Microbial Contamination of Fresh Meat Processed in Public Abattoir and Slaughter Slab System of Operations
J.I. kperegbeyi and O.S. Onwumere
Corresponding Author: J.I. kperegbeyi james_kperegbeyi@yahoo.com
ABSTRACT
The comparison of microbial contamination of fresh meat processed was carried out in public abattoir and slaughter slab system of operations. The meat samples were analyzed for Aerobic plate counts, coliform yeast and mould. The results indicate that the counts were significantly (p <0.05) higher than the standards. The mean Aerobic plate counts (APC), Conliform, mould and yeast counts after 4 hours in the abattoir was 2.0×105 cfu/gm, 3.6×103 cfu/gm and 1.2×102 cfu/gm for public abattoir. While 6.0×103 cfu/gm, 4.2×103 cfu/gm and 5.0×105 cfu/gm for APC, conform and mould and yeast counts, in slaughter slab. The high counts are indications of contamination through poor hygienic practices which could be through slaughtering, cutting process, unsterile knives and cutlass, handling of meat using dirty hands, cloths and utensils, sneezing, coughing, dirty floor and tables etc. Adequate cleanliness of all the surfaces and sterilize equipment used for slaughtering and processing will reduced microbial activities in fresh meat.
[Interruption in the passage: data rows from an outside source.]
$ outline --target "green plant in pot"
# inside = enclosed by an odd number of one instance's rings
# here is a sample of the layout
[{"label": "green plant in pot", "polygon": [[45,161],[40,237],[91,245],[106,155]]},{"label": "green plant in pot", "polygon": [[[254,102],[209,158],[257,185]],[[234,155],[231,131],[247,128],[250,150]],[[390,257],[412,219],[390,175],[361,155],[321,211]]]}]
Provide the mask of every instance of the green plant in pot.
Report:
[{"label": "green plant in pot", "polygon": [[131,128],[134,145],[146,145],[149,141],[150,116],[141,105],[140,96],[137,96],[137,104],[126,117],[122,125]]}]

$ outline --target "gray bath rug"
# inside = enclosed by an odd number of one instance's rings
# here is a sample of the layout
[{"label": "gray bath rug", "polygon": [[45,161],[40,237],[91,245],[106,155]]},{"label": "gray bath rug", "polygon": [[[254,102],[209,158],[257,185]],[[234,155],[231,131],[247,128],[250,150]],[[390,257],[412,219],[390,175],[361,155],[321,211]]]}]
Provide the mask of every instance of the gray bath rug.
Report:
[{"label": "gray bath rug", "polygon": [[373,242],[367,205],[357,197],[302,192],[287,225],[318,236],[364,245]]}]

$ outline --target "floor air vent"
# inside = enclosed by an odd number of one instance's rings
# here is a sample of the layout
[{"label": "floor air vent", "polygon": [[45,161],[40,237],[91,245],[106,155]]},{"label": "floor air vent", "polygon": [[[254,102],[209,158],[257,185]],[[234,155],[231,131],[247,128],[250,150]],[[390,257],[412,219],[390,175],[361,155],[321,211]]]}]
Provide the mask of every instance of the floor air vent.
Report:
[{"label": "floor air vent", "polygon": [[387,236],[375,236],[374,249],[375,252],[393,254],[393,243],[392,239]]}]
Keywords: Microbial contamination, abattoir, slaughter, fresh meat, environment, hygienic.
INTRODUCTION
Meat is defined as the flesh of animals which are suitable for use as food (Forrest et al., 1975). It is one of the most nutritious foods used for human consumption and an excellent source of high quality protein. It also contains large amounts as well as fats and carbohydrate for energy (Ikeme, 1990). Meat serves as an excellent medium for microbial contamination, growth and spoilage. The degree of bacterial contamination of the carcass depends only when the initial bacterial counts is low. The contamination of meat could be sourced from the air, environment of the operations, the slaughter slabs, unsterile knives and cutlass, equipment and utensils, clothing and hands of personnel, the hides and hooves, the gastrointestinal tract of the animals, the wash water, butchers and from poor hygienic practices (Johanson et al., 1983).
According to Patterson and Gibbs (1978), heavily contaminated sites in an abattoir are the water supply to the lair age, animal hair, blood, rumen contents, soil and fecal materials from hooves in abattoirs. Johansson et al., (1983) have found E. Coli, Proteus SPP, Streptococcus faecatis and Cl. perfringens in all effluent samples. Strains of Y. enterolitica were reported by Newton (1979) from sampling of meat - works environment. Obanu (1980) describes a typical situation in Nigeria, the abattoirs are usually located in the open market, a centre of activity, where air is strikingly polluted and heavily charged with spoilage and pathogenic bacteria, yeast and moulds. Skinning, evisceration and cutting up of the carcass are often carried out on filthy slaughter floor or on equally filthy platforms and tables.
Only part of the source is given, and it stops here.